IBM unveiled Thursday a number of technology and marketing initiatives aimed at boosting the use of its mainframe computers in the financial sector and other markets.

The company is opening a mainframe technology showcase for the banking industry in Montpellier, France. The center is designed to show how mainframes can be applied to back-office tasks such as account reconciliation and funds tracking. The company also has created industry-specific reference architectures that outline the most efficient ways to build a computing environment using mainframe technology. IBM is working with a number of universities here and abroad, including Indiana State University and Northeastern Illinois University, to produce 20,000 mainframe-trained workers by 2010.

IBM outlined a technology road map for its zSeries mainframe computer focused on making it a foundation for distributed, heterogeneous computing infrastructures. "We want to extend the mainframe's capabilities further out into the enterprise," says Colette Martin, IBM's zSeries program director.

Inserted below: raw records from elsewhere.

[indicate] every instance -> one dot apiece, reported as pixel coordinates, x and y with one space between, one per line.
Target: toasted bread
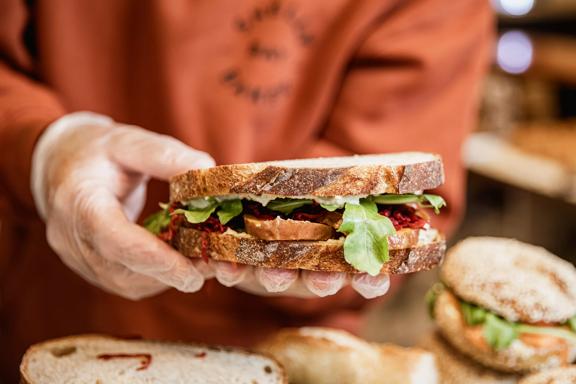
365 175
406 255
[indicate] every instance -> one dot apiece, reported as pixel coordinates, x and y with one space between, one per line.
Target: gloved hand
89 179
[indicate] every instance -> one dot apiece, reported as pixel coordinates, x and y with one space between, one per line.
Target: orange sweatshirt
242 80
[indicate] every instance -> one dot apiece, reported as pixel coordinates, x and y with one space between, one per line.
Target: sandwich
102 359
564 375
315 355
508 305
357 214
456 368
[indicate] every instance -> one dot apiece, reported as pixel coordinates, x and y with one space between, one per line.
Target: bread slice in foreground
456 368
326 256
91 359
406 172
313 355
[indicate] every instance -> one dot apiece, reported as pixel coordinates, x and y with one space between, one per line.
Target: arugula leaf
397 199
196 216
426 200
366 246
435 201
286 206
156 222
331 207
572 323
499 333
431 297
473 314
229 209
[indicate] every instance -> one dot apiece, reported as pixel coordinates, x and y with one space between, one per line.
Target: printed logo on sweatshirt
276 35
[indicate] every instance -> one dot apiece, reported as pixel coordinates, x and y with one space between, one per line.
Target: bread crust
273 179
518 281
554 376
25 379
326 256
519 357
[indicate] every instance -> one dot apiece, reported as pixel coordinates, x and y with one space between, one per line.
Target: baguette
90 359
313 355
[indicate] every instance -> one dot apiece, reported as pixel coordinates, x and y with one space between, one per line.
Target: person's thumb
149 153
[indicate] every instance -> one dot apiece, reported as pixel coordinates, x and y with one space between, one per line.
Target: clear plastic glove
89 179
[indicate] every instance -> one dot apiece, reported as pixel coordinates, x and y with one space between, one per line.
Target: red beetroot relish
145 358
402 216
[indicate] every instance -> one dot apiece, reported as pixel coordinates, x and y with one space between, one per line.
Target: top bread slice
74 360
518 281
316 355
359 175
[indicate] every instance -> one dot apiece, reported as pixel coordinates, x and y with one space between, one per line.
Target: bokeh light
514 52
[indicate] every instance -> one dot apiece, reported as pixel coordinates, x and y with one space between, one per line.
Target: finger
204 268
229 274
323 283
118 240
152 154
276 280
371 286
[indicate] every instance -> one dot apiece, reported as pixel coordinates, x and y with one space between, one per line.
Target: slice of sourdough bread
76 360
365 175
314 355
408 252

Toward that, IBM is working to enhance its geographically dispersed parallel sysplex technology to let a zSeries mainframe provide back-up and recovery capabilities throughout an entire business computing network. IBM wants to make the mainframe capable of backing up and recovering not only the transactions that it handles, but also transactions performed by other servers on a network. That could, Martin says, allow a company to preserve an E-commerce transaction in the event of a network failure. "Right now we can back up the data but the transaction would be interrupted and sales would be lost," Martin says. IBM expects to deliver that capability in 2005.

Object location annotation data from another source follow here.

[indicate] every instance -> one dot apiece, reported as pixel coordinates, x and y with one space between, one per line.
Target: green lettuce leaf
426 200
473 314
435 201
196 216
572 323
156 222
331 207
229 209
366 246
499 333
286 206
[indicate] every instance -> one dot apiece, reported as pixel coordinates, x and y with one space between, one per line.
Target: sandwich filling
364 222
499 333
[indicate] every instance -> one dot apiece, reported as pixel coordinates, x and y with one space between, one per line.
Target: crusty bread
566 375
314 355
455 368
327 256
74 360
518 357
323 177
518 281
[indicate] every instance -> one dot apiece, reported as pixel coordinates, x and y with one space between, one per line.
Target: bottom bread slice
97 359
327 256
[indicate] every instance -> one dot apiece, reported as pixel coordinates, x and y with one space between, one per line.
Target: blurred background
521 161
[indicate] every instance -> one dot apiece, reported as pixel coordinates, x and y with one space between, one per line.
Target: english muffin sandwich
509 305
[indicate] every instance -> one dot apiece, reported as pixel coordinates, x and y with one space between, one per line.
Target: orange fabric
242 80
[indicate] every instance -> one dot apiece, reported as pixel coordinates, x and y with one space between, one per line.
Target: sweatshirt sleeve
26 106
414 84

IBM also is porting some of its load-balancing technology to the zSeries. It plans to unveil Enterprise Workload Manager for z/OS in the fourth quarter. Martin says IBM also is working with independent software vendors to develop more Linux applications for the zSeries. Analyst Mike Kahn of the Clipper Group thinks that's a smart strategy. "It opens up mainframe computing to a wider set of users," he says. IBM has plenty of incentive to continue boosting the capabilities of its zSeries--it's one of the company's fastest-growing offerings. IBM's zSeries-related sales jumped 40.6% year-over-year in the second quarter to $1.5 billion.